Topic: vm check failed

Bhavik Mehta (Jun 28 2020 at 00:14):

import data.list.range

def burgerfy (n : ℕ) : string :=
begin
  apply nat.strong_rec_on n,
  intros k h,
  apply "{" ++ string.intercalate "," (list.map _ (list.fin_range k)) ++ "}",
  intro m,
  apply h m.1 m.2,
end

#eval (burgerfy 1)
#eval (burgerfy 2)

The first works and the second fails with the error message "vm check failed: is_closure(o) (possibly due to incorrect axioms, or sorry)" but I'm not using sorry and only using mathlib/core functions, why is this?

Bhavik Mehta (Jun 28 2020 at 00:16):

Also, this is a def which isn't noncomputable, so I expected it to compute fine

Mario Carneiro (Jun 28 2020 at 03:12):

There appears to be a bug in the VM implementation of nat.strong_rec_on:

#eval @nat.strong_rec_on (λ _, ℕ) 0 (λ n ih, if h : n - 1 < n then ih _ h + 1 else 0) -- 0
#eval @nat.strong_rec_on (λ _, ℕ) 1 (λ n ih, if h : n - 1 < n then ih _ h + 1 else 0) -- 1
#eval @nat.strong_rec_on (λ _, ℕ) 2 (λ n ih, if h : n - 1 < n then ih _ h + 1 else 0) -- 2
#eval @nat.strong_rec_on (λ _, ℕ) 3 (λ n ih, if h : n - 1 < n then ih _ h + 1 else 0) -- vm check failed: cidx(closure) == 0 (possibly due to incorrect axioms, or sorry

Bhavik Mehta (Jun 28 2020 at 03:13):

yay I found a vm bug

Mario Carneiro (Jun 28 2020 at 03:16):

A workaround is to not use strong_rec_on to write wf definitions for the VM

Mario Carneiro (Jun 28 2020 at 03:16):

def burgerfy : ℕ → string
| n := "{" ++ string.intercalate "," ((list.fin_range n).map (λ ⟨m, h⟩, burgerfy m)) ++ "}"

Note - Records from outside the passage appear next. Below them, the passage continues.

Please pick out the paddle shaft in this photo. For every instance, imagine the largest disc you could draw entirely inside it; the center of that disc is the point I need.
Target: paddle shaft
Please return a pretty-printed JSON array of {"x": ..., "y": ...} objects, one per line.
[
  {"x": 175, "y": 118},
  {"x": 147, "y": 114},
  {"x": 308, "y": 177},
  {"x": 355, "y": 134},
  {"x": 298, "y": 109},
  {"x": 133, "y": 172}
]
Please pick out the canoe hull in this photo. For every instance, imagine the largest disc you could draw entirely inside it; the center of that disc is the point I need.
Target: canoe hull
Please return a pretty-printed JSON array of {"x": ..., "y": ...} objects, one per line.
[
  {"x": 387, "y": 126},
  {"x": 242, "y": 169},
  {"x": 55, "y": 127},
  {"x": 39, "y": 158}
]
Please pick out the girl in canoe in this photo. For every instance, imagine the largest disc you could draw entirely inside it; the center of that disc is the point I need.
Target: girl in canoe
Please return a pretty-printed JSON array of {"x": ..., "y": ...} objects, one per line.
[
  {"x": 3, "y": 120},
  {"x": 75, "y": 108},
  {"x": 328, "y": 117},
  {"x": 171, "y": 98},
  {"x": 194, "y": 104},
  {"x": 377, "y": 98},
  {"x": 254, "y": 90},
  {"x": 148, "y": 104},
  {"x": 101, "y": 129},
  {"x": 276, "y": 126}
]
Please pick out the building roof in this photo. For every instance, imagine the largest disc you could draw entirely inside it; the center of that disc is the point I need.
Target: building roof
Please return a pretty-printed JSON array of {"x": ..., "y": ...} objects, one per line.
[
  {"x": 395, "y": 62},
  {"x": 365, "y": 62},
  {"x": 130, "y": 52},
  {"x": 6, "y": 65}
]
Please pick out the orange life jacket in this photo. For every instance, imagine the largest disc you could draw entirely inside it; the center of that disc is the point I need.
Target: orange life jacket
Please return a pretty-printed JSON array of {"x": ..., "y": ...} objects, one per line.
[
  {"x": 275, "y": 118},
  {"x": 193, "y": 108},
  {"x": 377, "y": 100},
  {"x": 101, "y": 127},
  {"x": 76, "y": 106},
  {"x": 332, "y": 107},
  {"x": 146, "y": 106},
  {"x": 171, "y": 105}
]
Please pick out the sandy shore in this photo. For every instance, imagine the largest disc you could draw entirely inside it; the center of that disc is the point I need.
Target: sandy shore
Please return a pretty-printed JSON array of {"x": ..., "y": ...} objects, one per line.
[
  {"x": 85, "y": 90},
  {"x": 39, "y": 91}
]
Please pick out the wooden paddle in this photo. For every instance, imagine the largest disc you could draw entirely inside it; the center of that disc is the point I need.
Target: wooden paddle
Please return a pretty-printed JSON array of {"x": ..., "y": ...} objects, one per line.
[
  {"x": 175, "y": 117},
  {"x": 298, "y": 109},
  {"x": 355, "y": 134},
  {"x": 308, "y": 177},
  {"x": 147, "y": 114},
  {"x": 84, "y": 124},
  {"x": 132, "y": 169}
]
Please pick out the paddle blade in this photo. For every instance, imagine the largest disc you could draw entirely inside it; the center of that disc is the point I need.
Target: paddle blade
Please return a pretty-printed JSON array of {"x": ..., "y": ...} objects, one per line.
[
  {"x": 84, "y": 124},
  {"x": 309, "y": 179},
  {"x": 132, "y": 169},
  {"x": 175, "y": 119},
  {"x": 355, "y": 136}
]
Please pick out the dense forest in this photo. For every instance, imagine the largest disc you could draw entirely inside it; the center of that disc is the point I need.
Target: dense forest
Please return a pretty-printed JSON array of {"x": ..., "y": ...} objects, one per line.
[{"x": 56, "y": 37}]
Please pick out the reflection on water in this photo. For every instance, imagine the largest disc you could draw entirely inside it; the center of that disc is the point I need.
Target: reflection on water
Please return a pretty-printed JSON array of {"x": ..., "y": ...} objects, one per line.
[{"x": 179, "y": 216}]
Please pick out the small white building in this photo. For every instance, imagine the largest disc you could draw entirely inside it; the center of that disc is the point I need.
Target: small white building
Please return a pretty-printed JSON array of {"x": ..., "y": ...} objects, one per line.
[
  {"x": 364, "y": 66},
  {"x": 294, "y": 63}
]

This generally performs better anyway

Mario Carneiro (Jun 28 2020 at 03:17):

But this is the first time I have ever seen a VM bug so congrats

Scott Olson (Jun 28 2020 at 03:18):

Do you know if the VM has a specialized version of nat.strong_rec_on, or does it compile its Lean definition like usual?

Mario Carneiro (Jun 28 2020 at 03:18):

I think it just compiles the regular definition

Scott Olson (Jun 28 2020 at 03:18):

I might try shrinking it to find the cause

Bhavik Mehta (Jun 28 2020 at 03:18):

Oh that's the version I was looking for! I tried using the equation compiler but couldn't satisfy it, so went straight to strong_rec_on in tactic mode

Mario Carneiro (Jun 28 2020 at 03:20):

universe u
open nat
def strong_rec_on₂ {p : nat → Sort u} (n : nat) (h : ∀ n, (∀ m, m < n → p m) → p n) : p n :=
suffices ∀ n m, m < n → p m, from this (succ n) n (lt_succ_self _),
begin
  intros n, induction n with n ih,
    {intros m h₁, exact absurd h₁ (not_lt_zero _)},
    {intros m h₁,
      apply or.by_cases (lt_or_eq_of_le (le_of_lt_succ h₁)),
        {intros, apply ih, assumption},
        {intros, subst m, apply h _ ih}}
end

#eval @strong_rec_on₂ (λ _, ℕ) 3 (λ n ih, if h : n - 1 < n then ih _ h + 1 else 0) -- vm check failed: cidx(closure) == 0 (possibly due to incorrect axioms, or sorry

still fails

Bhavik Mehta (Jun 28 2020 at 03:25):

Huh, I'm surprised there's a difference between

import data.list.range

def burgerfy : ℕ → string
| 0 := "nothing burger"
| n := string.intercalate " and " ((list.fin_range n).map (λ ⟨m, h⟩, burgerfy m)) ++ " burger"

and

import data.list.range

def burgerfy : ℕ → string
| 0 := "nothing burger"
| n := string.intercalate " and " ((list.fin_range n).map (λ ⟨m, _⟩, burgerfy m)) ++ " burger"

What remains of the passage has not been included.